Он повернулся к верстаку и взял с него какой-то предмет. Потом снова повернулся к Гастону.
– Вижу, что концентратор пришелся кстати, – сказал он, взяв юношу за подбородок и повернув левую сторону его лица на свет, так что глаз ярко засиял на солнце.
– Да, мастер, он действительно часть моего тела.
– Это была прекрасная мысль, Гастон. Видишь, природа сама подсказала тебе правильный путь, отняв у тебя что-то, чтобы дать что-то взамен, – он взял юношу за руку и вложил в нее круглый невесомый предмет, – возьми это.
– Что это такое, мастер? – спросил Гастон, разглядывая металлический круг на своей ладони.
– Это я сделал для тебя. Это компас. Только стрелка указывает не на север. Она указывает на степень опасности, грозящей Гертруде. Возьми его и никогда не расставайся, куда бы ты ни направлялся, всегда держи его при себе. Запомни, ты – единственный путь к равновесию, Гастон. А теперь ступай.
– Спасибо вам, мастер. Я не подведу вас, – сказал юноша, склонив голову.

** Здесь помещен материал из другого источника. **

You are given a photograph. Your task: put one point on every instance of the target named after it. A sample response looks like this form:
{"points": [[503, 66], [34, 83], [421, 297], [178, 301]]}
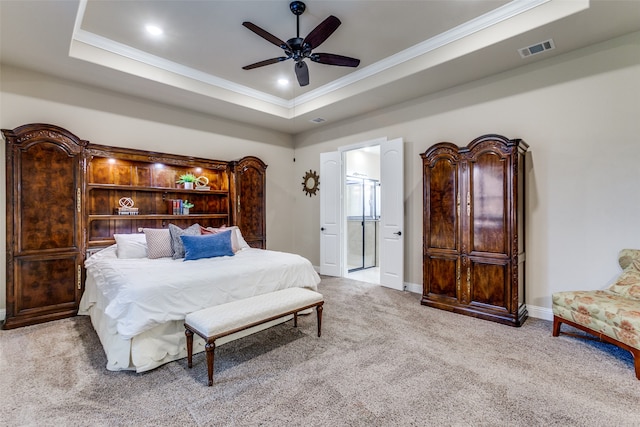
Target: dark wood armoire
{"points": [[249, 200], [473, 228], [45, 245]]}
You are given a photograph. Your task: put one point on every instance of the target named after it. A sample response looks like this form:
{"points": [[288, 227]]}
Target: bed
{"points": [[137, 305]]}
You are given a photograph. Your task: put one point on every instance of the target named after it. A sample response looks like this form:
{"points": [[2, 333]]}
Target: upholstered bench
{"points": [[226, 319], [612, 314]]}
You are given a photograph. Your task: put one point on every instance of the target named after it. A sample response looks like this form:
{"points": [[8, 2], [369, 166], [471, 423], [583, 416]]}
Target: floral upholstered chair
{"points": [[613, 314]]}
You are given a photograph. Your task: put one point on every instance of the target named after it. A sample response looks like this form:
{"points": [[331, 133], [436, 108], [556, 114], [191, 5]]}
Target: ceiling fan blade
{"points": [[318, 35], [302, 73], [265, 62], [331, 59], [265, 35]]}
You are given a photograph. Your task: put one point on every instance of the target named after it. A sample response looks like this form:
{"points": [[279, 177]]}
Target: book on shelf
{"points": [[175, 206]]}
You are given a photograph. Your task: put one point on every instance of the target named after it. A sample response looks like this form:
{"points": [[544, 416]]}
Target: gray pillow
{"points": [[176, 241]]}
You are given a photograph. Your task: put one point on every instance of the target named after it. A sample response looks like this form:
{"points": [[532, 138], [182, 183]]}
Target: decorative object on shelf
{"points": [[188, 179], [126, 207], [202, 183], [186, 205], [310, 183]]}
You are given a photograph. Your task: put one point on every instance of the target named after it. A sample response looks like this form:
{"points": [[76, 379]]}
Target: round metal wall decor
{"points": [[310, 183]]}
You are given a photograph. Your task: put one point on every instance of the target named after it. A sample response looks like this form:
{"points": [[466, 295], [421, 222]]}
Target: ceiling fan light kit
{"points": [[300, 49]]}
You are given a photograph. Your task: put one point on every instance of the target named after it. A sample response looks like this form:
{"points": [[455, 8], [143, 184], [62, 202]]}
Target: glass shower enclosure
{"points": [[363, 217]]}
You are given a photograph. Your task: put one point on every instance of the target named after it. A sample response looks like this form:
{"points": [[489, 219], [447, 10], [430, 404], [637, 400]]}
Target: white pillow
{"points": [[158, 242], [241, 242], [131, 245]]}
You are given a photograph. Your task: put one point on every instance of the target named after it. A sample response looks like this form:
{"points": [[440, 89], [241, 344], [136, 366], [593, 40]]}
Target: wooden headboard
{"points": [[235, 193]]}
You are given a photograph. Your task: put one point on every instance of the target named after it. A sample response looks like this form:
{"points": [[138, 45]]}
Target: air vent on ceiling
{"points": [[536, 48]]}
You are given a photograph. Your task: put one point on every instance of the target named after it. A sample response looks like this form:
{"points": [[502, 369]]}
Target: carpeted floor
{"points": [[382, 360]]}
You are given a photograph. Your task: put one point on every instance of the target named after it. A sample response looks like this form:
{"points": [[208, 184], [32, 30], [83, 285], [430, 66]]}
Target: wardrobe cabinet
{"points": [[473, 228], [45, 249], [249, 200]]}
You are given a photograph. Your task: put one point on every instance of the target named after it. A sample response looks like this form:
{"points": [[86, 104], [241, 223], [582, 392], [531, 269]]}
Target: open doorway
{"points": [[362, 213], [390, 239]]}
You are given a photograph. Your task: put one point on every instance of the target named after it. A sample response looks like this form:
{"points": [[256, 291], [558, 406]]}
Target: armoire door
{"points": [[44, 223], [442, 249], [488, 232], [249, 200]]}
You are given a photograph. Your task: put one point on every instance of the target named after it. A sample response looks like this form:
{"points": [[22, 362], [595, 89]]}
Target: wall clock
{"points": [[310, 183]]}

– Я знаю, что не подведешь.
* * *
Лестница вела куда-то далеко вниз, сквозь узкий и тесный проход, так, как будто бы и должна была пролегать сквозь толщу твердейшей скальной породы, как будто бы и не было никакого другого пути, через который она могла бы провести путника. Это была одна из тех лестниц, шагать по которой нужно было, во что бы то ни стало, как можно более решительно, и, как и предполагалось изначально, делать это было практически невозможно. Спуск был так крут, а ступени так коротки и редки, что, если не знать, что это именно лестница, можно было бы с легкостью принять ее за обычную глубокую яму, почти что уходящую прямо вниз. Неизвестность, простирающаяся на множество ступенек вперед и вглубь, давила неподъемным грузом с такой силой, что буквально вынуждала идти осторожно, дабы не сорваться с каждой следующей узкой и еле различимой в жидком, почти что полностью отсутствующем в этом странном месте эфире, ступеньки и не улететь далеко вниз в темноту и пустоту.